Remembering the Confederacy
(photo courtesy of Andrew Bain)
As you know, the governor of Virginia recently tried to dedicate April to the remembrance of the Confederate States of America. His original proclamation—since amended—made no mention of slavery. Perhaps the idea was ‘separate but equal’: February, being Black History Month, is for the slaves, April for their masters.
Of course, this horribly misrepresents the Civil War. It gives the demonstrably wrong answers to the questions “Was or was not the Confederacy inextricably tied to white supremacy? Can or cannot the history of the Confederacy be contemplated apart from slavery?”
At the same time, though, the real issues are elsewhere. They are less about the Civil war as a body of historical facts than they are about the Civil War as a symbol. They cannot be settled by airing the historical record. We need to rethink what that record means to us.
The Confederacy has come to stand for nothing more than a certain political agenda, namely the defense of white privilege at every turn. Neo-Confederates embrace it because it stands for racial inequality, and the mainstream of America rejects it for the very same reason. History becomes politicized and one-dimensional. This isn’t necessarily unfair to the historical Confederacy, but it is unfortunate. Quite apart from what it says about the state of race relations in this country, it keeps us from coming to any deeper understanding of our history. The subtler questions get drowned out by those shouting “White privilege: yes or no?”
“No”, of course. But there has to be a way grasping the meaning of Confederate treason that is neither sentimental nor reductive. The Confederacy was racist to the core, a bastion of misery and injustice, a stain on our national cloth. But even if this is its most salient aspect, it’s still only one aspect. We need to get a wider view, but certainly not by layering on the gauzy fantasy according to which the antebellum south was the more beautiful, spirited, principled, and individualistic America.
Profiting from slave labor is, I’m sorry to say, a large part of the heritage of a large number of our fellow citizens. It was, for many, the family business, a way in the world. That it was morally corrupt doesn’t change this–this is simply the flipside of slavery as the heritage of black Americans: you can’t recognize the one and not the other. But it does makes it harder to live with. You can accept or reject the politics of your forebears, but your forebears are not themselves a political agenda which you can either accept or reject.

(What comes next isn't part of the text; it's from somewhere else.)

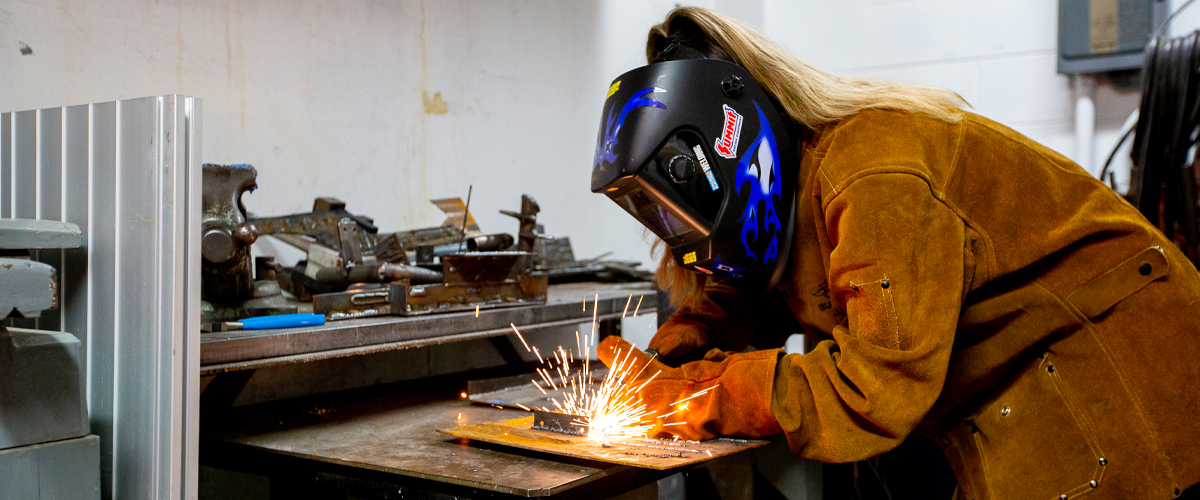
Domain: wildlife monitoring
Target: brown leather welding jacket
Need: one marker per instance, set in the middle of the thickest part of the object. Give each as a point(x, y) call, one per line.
point(979, 289)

On some level, the other atrocities of recent history—the genocidal campaigns of Nazi Germany and Imperial Japan, mass murder under Stalin and Mao, the American war in Vietnam—are more episodic and hence easier to criminalize, contain, and repudiate. It is easier to treat them as brutal but aberrant periods of civilizational insanity. American chattel slavery was as bad as anything but far more a part of everyday life for a far longer time. For this reason, it may be far longer before we put it behind us.